Satriyo (2009) melaporkan bahwa dari 1.323 ekor nyamuk yang tertangkap dengan menggunakan metode BLC di Desa Babakan Kecamatan Darmaga, Kabupaten Bogor terdiri atas lima spesies Culex (99,24 %), dua spesies Aedes

(0,61 %), dan satu spesies Armigeres (0,15 %). Nyamuk yang paling banyak tertangkap adalah Cx. quinquefasciatus dengan angka dominansi 63,87 %. Nyamuk Cx. tritaeniorynchus ditemukan cukup tinggi, hal ini dikarenakan adanya banyak warga yang berternak kerbau di sekitar pemukiman penduduk. Diketahui bahwa nyamuk ini bersifat antropozoofilik.

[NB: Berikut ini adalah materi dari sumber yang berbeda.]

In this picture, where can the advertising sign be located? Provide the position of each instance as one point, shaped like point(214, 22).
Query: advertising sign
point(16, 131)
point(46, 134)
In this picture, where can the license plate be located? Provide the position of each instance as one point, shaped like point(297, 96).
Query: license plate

Nyamuk Cx. quinquefasciatus merupakan jenis nyamuk yang dominan ditemukan di wilayah sekitar permukiman penduduk di daerah DKI Jakarta, Bogor, Depok, Tangerang, dan Bekasi (Jabodetabek). Hampir di seluruh genangan air yang terdapat dalam sistem pembuangan air limbah (selokan, kolam, parit dan lain-lain) jentik dan nyamuk Cx. quinquefasciatus dewasa selalu ditemukan (Laksono 2010).

Tingginya angka kelimpahan nisbi dari nyamuk Cx. quinquefasciatus juga ditemukan oleh Zinser et al. (2007) di Harris County, Texas Amerika Serikat. Dari total nyamuk yang berhasil ditangkap, kelimpahan nisbi Cx.